How to save a function reference as the value in a Map type, and invoke it with a parameter later on in Kotlin?

val specials:Map<String, (Any)->Unit> = mapOf(
"callMe1" to {asParam1()},
"callMe2" to {asParam2()}
)
fun asParam1(num:Int) {
println(num)
}
fun asParam2(text:String) {
println(text)
}
fun caller() {
specials["callMe1"]?.invoke("print me")
specials["callMe2"]?.invoke(123)
}
fun main(args: Array<String>) {
caller()
}
My requirement is simple, I want to save the function asParam1 and asParam2 as a value in the variable specials. And invoke it later on by fetching the value from a Map.
However, the compiler doesn't like it:
Error:(1, 40) Type inference failed. Expected type mismatch: inferred
type is Map Unit> but Map Unit> was
expected
Error:(1, 69) No value passed for parameter num
Error:(1, 96) No value passed for parameter text
While this task is pretty simple in a weak typed language, I don't know how to do in Kotlin. Any help would be welcome. Thanks!
The correct syntax is "calllme" to ::asParam1.

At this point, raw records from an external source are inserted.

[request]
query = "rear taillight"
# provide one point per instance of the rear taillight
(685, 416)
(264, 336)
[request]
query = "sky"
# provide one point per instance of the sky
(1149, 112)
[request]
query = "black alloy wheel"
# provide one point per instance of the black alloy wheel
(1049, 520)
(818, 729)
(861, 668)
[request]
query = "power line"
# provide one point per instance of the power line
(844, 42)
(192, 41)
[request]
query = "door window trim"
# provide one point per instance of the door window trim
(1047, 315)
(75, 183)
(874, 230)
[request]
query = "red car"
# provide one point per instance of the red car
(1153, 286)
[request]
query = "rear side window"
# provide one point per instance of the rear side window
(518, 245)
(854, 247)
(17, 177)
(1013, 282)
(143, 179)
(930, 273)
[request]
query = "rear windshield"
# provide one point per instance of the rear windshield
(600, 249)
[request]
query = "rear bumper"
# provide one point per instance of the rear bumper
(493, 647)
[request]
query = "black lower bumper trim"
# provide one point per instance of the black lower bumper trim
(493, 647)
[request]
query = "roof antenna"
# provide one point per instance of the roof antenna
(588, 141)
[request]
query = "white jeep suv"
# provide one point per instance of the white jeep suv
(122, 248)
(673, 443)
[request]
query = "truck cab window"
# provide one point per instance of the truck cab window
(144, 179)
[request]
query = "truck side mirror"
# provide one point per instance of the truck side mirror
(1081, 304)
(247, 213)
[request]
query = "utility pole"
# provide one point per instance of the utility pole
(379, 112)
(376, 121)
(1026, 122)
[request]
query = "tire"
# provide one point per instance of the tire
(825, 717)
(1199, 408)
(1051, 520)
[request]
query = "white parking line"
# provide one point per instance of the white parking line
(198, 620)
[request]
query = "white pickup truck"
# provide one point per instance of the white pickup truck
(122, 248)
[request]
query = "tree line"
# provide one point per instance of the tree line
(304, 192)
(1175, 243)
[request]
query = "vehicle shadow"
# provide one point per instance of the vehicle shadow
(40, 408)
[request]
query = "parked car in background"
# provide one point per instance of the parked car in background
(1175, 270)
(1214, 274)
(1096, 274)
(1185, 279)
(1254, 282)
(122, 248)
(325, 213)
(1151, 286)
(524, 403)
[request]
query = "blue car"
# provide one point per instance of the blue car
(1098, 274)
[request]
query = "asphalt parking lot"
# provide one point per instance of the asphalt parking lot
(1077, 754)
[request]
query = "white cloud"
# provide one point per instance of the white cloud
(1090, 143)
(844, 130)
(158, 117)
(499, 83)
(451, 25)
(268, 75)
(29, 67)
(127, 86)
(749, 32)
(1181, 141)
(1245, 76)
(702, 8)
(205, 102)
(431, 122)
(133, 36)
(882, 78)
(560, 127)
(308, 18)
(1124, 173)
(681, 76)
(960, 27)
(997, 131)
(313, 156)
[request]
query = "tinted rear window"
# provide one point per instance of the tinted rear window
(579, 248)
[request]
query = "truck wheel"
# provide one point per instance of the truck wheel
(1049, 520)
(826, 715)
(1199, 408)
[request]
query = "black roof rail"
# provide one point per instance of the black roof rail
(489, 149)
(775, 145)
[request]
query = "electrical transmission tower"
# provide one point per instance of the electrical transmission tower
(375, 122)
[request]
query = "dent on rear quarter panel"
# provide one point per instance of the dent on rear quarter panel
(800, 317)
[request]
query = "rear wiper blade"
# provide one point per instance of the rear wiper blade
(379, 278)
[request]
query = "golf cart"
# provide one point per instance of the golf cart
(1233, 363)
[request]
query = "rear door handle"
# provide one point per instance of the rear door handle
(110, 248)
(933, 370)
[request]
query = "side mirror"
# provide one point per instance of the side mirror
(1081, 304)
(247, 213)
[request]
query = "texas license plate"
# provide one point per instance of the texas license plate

But then the signatures will be wrong because the Map expects type (Any)->Unit and yours have (Int)->Unit and (String)->Unit. Here is an example that does not produce the error:
val specials:Map<String, (Any)->Unit> = mapOf(
"callMe1" to ::asParam1,
"callMe2" to ::asParam2
)
fun asParam1(num:Any) {
if(num is Int) println(num)
}
fun asParam2(text:Any) {
if(text is String) println(text)
}
fun caller() {
specials["callMe2"]?.invoke("print me")
specials["callMe1"]?.invoke(123)
}
Keep in mind, your code for the caller has special knowledge about how to call each of your functions (i.e., the correct parameter types), but the compiler does not have this same knowledge. You could accidentally call asParam1 passing a String instead of an Int (which is what your caller function was doing, I fixed it in my example) and that is not allowed. Which is why I changed the signatures of both asParam* to accept Any parameter, and then validated the expected type in each function (ignoring bad types).

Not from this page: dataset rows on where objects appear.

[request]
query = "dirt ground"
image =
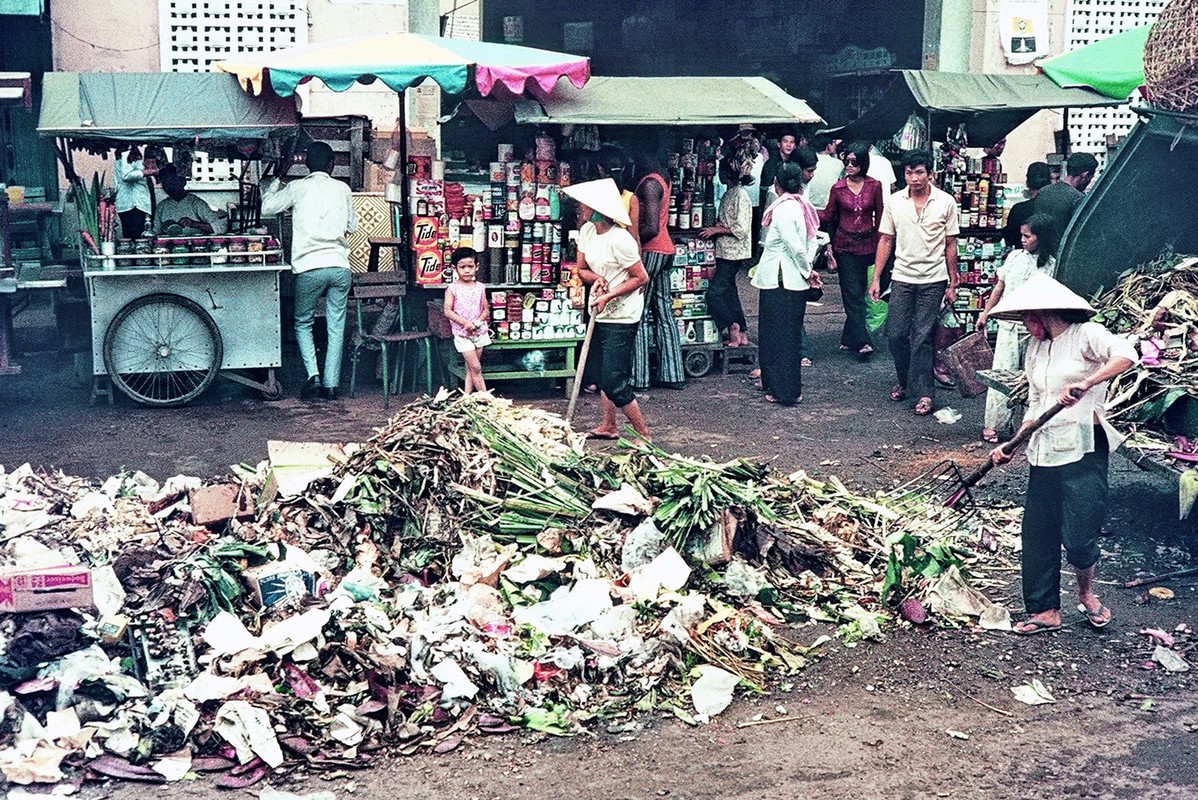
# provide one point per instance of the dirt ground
(870, 721)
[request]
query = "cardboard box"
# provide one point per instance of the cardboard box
(295, 465)
(44, 588)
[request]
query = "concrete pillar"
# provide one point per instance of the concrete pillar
(931, 50)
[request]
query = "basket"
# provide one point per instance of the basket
(963, 358)
(439, 323)
(1171, 58)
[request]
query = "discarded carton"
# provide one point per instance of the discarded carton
(44, 588)
(286, 581)
(216, 505)
(295, 465)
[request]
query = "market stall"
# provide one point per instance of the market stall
(427, 201)
(963, 110)
(170, 311)
(566, 128)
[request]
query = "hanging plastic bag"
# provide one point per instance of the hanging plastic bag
(913, 134)
(875, 310)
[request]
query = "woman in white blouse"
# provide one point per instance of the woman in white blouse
(785, 277)
(1039, 238)
(1069, 361)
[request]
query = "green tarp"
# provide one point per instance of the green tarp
(988, 105)
(667, 101)
(1113, 66)
(164, 107)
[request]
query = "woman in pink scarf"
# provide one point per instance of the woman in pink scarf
(785, 277)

If your intent is to pass integers in addition to strings to asParam2(), then change the body to test for both Int and String and convert the integer to a string.
When you write { asParam1() }, you create a lambda with an executable code block inside it, so you need to properly call the function asParam1(...), which requires an Int argument.

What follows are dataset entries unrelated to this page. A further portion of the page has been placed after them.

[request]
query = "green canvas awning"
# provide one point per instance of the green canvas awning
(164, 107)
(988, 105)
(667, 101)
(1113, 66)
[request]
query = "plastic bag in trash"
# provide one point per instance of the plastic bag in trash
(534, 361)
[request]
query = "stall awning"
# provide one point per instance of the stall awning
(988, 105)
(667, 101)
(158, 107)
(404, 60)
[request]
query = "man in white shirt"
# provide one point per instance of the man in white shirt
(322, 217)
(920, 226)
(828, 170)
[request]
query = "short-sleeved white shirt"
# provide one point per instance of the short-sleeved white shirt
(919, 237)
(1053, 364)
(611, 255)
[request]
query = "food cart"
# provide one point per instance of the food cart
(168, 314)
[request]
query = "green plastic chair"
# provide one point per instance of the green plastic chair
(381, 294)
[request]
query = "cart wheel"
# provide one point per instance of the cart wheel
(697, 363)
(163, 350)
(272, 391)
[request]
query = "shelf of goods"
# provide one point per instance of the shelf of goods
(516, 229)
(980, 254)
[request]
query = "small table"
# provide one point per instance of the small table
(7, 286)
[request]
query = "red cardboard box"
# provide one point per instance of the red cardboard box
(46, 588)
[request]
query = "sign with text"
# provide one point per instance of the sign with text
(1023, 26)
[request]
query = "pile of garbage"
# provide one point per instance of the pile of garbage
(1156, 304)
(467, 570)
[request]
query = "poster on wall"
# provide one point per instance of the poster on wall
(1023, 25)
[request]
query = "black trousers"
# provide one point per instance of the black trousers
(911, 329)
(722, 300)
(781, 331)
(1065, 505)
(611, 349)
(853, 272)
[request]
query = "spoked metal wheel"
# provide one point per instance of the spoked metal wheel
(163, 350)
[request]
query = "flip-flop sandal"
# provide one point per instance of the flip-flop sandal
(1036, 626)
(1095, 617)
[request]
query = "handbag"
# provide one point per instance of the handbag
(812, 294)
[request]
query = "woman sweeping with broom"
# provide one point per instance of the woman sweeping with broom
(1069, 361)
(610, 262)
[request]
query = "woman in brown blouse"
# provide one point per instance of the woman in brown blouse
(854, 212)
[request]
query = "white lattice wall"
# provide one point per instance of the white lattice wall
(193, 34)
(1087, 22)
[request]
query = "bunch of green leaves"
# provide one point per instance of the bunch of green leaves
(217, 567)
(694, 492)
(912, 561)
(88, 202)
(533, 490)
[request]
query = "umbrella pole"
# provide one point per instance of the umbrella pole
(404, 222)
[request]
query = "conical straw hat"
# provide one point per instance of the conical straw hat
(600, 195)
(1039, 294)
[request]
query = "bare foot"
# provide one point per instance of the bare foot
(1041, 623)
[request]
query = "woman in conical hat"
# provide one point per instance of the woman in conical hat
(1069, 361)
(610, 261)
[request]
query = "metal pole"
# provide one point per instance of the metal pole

So, the first change you need to make is: { i -> asParam1(i) }.
But this code will still not pass the type checking, because, matching the type of the map, the lambda will be typed as (Any) -> Unit (the values in the map should all be able to accept Any, and a function that expects a narrower type cannot be a value in this map).
You then need to convert the Any argument to Int to be able to invoke the function: { i -> asParam1(i as Int) }
Finally, the map will look like this:
val specials: Map<String, (Any) -> Unit> = mapOf(
"callMe1" to { i -> asParam1(i as Int) },
"callMe2" to { s -> asParam2(s as String) }
)
The invocation stays unchanged, as in your code sample.
The function reference syntax (::asParam1) would allow you to reference a function that already accepts Any, it would not implicitly make the conversion described above. To use it, you would have to modify your functions to accept Any, as in #Les's answer.